Question: What accuracy rate can I expect when OCR’ing my corporate documents – mostly accounting and revenue earnings statements? Is OCR accuracy affected by the scanning resolution? Do I gain any significant advantage in using the most accurate setting the OCR product supports?
Answer: OCR accuracy can never be guaranteed and the phrase “garbage in – garbage out” can definitely be used with respect to OCR. If the source input documents are clean originals, the OCR engine will probably yield considerably more accurate results than if the source documents are 3rd generation scanned files with some image skew. The higher the scanning resolution, at least until 300 dpi, the more accurate the typical OCR results will be.

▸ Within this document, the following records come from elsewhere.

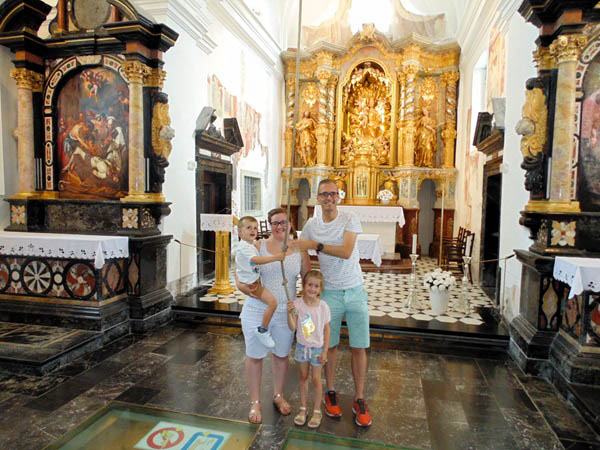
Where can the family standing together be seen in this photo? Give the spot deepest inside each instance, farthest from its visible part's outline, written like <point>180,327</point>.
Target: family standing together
<point>329,295</point>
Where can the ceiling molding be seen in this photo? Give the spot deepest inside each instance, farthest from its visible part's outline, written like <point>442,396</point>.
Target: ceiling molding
<point>243,23</point>
<point>189,16</point>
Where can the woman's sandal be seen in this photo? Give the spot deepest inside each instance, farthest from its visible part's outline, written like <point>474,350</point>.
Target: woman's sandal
<point>300,418</point>
<point>315,420</point>
<point>280,404</point>
<point>254,416</point>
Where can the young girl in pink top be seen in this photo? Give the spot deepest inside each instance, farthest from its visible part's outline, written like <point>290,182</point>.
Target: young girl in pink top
<point>310,318</point>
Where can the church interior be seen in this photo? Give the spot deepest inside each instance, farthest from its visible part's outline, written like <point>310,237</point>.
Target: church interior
<point>462,134</point>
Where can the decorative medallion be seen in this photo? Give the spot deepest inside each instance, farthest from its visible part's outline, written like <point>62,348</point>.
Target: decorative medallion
<point>563,233</point>
<point>17,215</point>
<point>130,218</point>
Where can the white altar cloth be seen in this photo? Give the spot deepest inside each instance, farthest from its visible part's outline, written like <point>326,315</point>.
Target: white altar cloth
<point>369,247</point>
<point>55,245</point>
<point>373,213</point>
<point>582,274</point>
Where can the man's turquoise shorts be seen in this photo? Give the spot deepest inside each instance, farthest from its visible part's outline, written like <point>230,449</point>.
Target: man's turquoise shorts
<point>353,304</point>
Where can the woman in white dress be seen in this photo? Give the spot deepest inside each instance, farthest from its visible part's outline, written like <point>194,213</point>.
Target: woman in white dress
<point>296,264</point>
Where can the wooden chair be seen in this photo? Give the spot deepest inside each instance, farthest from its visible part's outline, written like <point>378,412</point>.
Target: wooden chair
<point>453,252</point>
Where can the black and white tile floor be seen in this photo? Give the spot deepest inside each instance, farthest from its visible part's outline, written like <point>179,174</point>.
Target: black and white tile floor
<point>388,295</point>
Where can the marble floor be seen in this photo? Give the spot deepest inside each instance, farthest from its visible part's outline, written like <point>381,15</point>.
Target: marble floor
<point>418,400</point>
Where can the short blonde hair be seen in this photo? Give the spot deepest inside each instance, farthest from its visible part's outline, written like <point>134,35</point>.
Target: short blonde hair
<point>313,274</point>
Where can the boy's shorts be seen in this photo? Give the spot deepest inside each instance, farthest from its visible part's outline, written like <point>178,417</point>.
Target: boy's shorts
<point>308,354</point>
<point>351,303</point>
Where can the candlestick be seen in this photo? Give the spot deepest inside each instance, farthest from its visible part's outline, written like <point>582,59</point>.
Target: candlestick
<point>413,301</point>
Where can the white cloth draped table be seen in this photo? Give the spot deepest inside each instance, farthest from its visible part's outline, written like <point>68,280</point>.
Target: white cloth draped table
<point>216,222</point>
<point>56,245</point>
<point>582,274</point>
<point>376,214</point>
<point>369,247</point>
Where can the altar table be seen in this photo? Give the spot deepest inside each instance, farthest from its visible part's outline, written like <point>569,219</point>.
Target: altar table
<point>380,220</point>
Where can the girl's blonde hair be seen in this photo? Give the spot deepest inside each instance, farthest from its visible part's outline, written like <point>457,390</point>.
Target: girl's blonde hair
<point>313,274</point>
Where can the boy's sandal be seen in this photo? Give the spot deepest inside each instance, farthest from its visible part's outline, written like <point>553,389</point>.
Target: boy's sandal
<point>254,416</point>
<point>315,420</point>
<point>282,405</point>
<point>300,418</point>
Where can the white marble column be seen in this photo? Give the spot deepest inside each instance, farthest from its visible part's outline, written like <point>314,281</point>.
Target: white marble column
<point>27,81</point>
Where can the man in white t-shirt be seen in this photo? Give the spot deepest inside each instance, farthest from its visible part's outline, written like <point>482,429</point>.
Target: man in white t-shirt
<point>333,236</point>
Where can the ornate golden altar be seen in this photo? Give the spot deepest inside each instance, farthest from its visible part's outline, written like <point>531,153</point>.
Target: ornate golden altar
<point>375,115</point>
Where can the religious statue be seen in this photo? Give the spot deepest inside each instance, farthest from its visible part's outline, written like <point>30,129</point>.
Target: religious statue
<point>426,140</point>
<point>306,142</point>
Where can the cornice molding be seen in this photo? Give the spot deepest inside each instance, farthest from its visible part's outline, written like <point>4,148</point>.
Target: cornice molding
<point>243,23</point>
<point>188,15</point>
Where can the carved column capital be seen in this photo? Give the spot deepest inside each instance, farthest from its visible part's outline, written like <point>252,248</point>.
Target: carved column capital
<point>543,59</point>
<point>155,78</point>
<point>135,71</point>
<point>449,78</point>
<point>27,79</point>
<point>567,48</point>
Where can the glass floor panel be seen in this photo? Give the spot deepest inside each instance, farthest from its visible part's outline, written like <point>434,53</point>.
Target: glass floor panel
<point>121,425</point>
<point>297,440</point>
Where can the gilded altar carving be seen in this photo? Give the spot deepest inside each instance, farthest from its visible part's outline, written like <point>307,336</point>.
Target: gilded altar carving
<point>367,115</point>
<point>376,109</point>
<point>532,126</point>
<point>306,141</point>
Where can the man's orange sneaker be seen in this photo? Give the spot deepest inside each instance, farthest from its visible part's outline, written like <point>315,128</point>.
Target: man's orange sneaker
<point>363,417</point>
<point>332,409</point>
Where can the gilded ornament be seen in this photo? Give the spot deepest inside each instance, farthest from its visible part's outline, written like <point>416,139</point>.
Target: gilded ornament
<point>162,133</point>
<point>568,47</point>
<point>533,124</point>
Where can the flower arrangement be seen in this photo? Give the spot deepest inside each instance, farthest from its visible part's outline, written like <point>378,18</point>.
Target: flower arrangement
<point>439,280</point>
<point>385,195</point>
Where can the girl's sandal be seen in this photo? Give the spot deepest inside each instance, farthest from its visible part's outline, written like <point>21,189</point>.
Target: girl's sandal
<point>282,406</point>
<point>300,418</point>
<point>254,415</point>
<point>315,420</point>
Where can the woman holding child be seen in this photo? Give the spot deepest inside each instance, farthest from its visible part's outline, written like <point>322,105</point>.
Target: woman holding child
<point>295,264</point>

On a perfectly clean, well-behaved scan there is often little if any accuracy difference between the “fastest” vs. “most accurate” OCR modes. Which means that if the most accurate OCR mode runs 3x-6x slower than the fast mode, it is often not cost-justified as the end-user will do virtually as well in fast mode, with a much faster workflow processing rate. If the source files are messy, not original files, have considerable skew, many different fonts, texture noise, or other mitigating factors, then running the most accurate OCR setting may indeed be necessary to obtain accurate OCR results. The best way to determine for a given OCR engine the optimal setting, is through some testing on a given dataset using the allowable OCR settings and measuring both recognition accuracy and timing for each OCR setting.